Eldad Regev, 28, and Udi Goldwasser , 31, were both "miluimnikim"—reservists who spend around a month every year serving with their army units . When they were abducted they were fulfilling their reservist obligations. Yesterday, as the coffins containing their remains were returned, the members of Eldad and Udi's reserve unit were waiting at a nearby army base. Shlomi, a soft-spoken member of the unit in his mid-thirties, choked back tears as he told reporters that all the men would continue to serve, "with the spirit of Udi and Eldad accompanying us all the way." While accusing Hezbollah of "playing with us" by withholding information about Regev and Goldwasser for two years even till the last moments before the exchange, Shlomi acknowledged that the tears he and his friends could now openly shed would be not only tears of sadness but "tears of memory."
At the moment that the coffins were removed from the black vans on the Lebanese side, a rabbi at the Regev home in Kiryat Motzkin quietly lit two memorial candles in the stairwell of the apartment building underneath pictures of the two kidnapped soldiers. Neighbors and friends sobbed as reality finally hit home.
Sadly, halachic input has been sorely lacking from the Israeli debate over the lop-sided exchange—not a word was heard from either of Israel's chief rabbis, Yonah Metzger or Shlomo Amar, causing many of us to ask, once again, just why our tax shekels continue to subsidize the anachronistic institution of the chief rabbinate, who are shunned by the ultra-orthodox world and ignored by secular Israelis.
It was left to prominent Israeli human rights lawyer, Justus Weiner, a fellow of the Jerusalem Center for Public Affairs where I work, to weigh in on the halachic and international law implications of the exchange. (See http://tinyurl.com/5vyqul for the full article)
A few hours before the exchange took place, I received an e mail notification about the second yahrzeit ceremonies of Benji Hillman z"tl, son of friends in Raanana, who was killed early on in the war at age 26, just three weeks after his wedding, sent to battle in order to redeem Regev and Goldwasser whom we now know were already dead.
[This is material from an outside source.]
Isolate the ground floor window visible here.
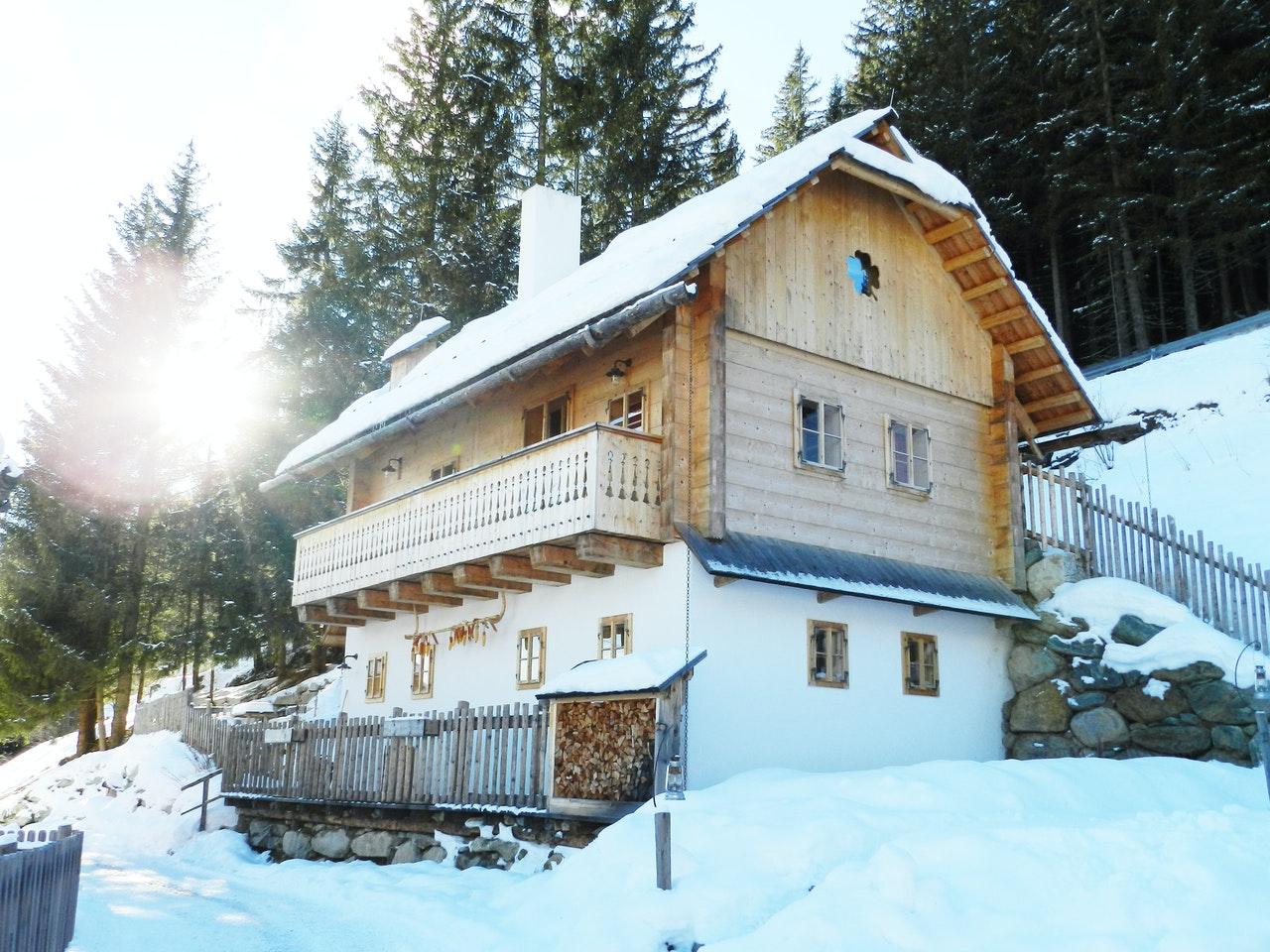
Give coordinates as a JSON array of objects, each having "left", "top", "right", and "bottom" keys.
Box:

Most years in mid-July, Jews are in the midst of the Three Weeks that lead up to Tisha B'Av, the day that commemorates the series of disasters that befell the Jewish people on and around this date since the destruction of the Temple. This year being a leap year in the Jewish calendar, we're not into that period yet. Still, on the secular calendar, this week marks the 61st anniversary of the date when the Exodus, packed with 4500 Holocaust survivors aboard, limped into Haifa harbor after having been boarded by British authorities resulting in the death of three passengers. As the British sought to send the Jews back to France, from where they had set sail, the defiant survivors refused to disembark and started a 24 day hunger strike that eventually led to members of the UN Special Committee on Palestine influencing their colleagues in New York to put the partition plan to a vote. That decision, taken in November 1947, of course, led to the creation of the state of Israel in May 1948.
In Jerusalem last night, just hours after we had all witnessed the heart-sickening spectacle at the Lebanese border, a few hundred people gathered to relive the heroism and single-minded Zionism of the Exodus. Yes, it may have been the fictional account –in the form of the 1960 film Exodus starring Paul Newman, but nevertheless, reality seeped in, as it tends to in Jerusalem. In the audience at the auditorium of the Menachem Begin Heritage Center were several passengers from the real Exodus; the daughter of Yossi Harel, the commander of the Exodus who died a few months ago and veteran Jewish journalist, Ruth Gruber, 96, who covered the story in 1947.
We gasped as we saw the exact spot where we were sitting depicted in one scene, and murmured as we recognized familiar spots in Jerusalem in their 1960 state. Otto Preminger had apparently spent 13 weeks filming in Israel using 4000 extras for the epic three and a half hour movie. The head of MGM came from Los Angeles to present the Israeli film archive with a newly restored version of the film, which was the one screened last night.
Today, Udi and Eldad will be buried in the north at funerals attended by tens of thousands of mourners. They and their dignified families are the heroes of Israel, 2008, along with the 157 Israelis, soldiers and civilians killed in the Second Lebanon War. If only their sacrifice would lead to something as momentous as the founding of the state.